Abstract
INTRODUCTION
The number of diabetic patients is increasing, posing a heavy social and economic burden worldwide. Traditional drug development technology is time-consuming and costly, and the emergence of computer-aided drug design (CADD) has changed this situation. This study reviews the applications of CADD in diabetic drug designing.
AREAS COVERED
In this article, the authors focus on the advance in CADD in diabetic drug design by elaborating the discovery, including peroxisome proliferator-activated receptor (PPAR), G protein-coupled receptor 40 (GPR40), dipeptidyl peptidase-IV (DDP-IV), protein tyrosine phosphatase 1B (PTP1B), sodium-dependent glucose transporter 2 (SGLT-2), and glucokinase (GK).
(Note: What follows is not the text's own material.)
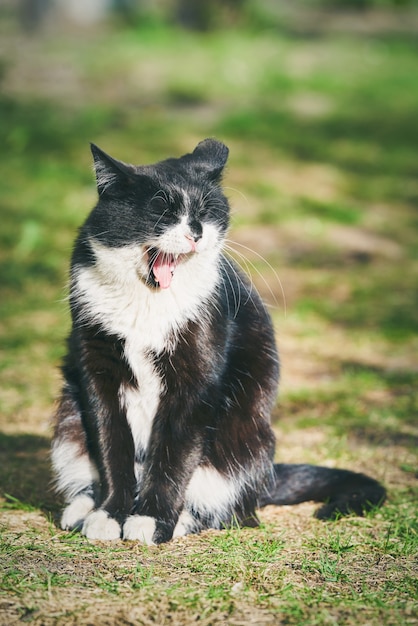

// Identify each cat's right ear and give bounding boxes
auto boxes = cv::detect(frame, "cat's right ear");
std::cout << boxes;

Some drug discovery of these targets is related to CADD strategies.
EXPERT OPINION
There is no doubt that CADD has contributed to the discovery of novel anti-diabetic agents. However, there are still many limitations and challenges, such as lack of co-crystal complex, dynamic simulations, water, and metal ion treatment. In the near future, artificial intelligence (AI) may be a promising strategy to accelerate drug discovery and reduce costs by identifying candidates. Moreover, AlphaFold, a deep learning model that predicts the 3D structure of proteins, represents a considerable advancement in the structural prediction of proteins, especially in the absence of homologous templates for protein structures.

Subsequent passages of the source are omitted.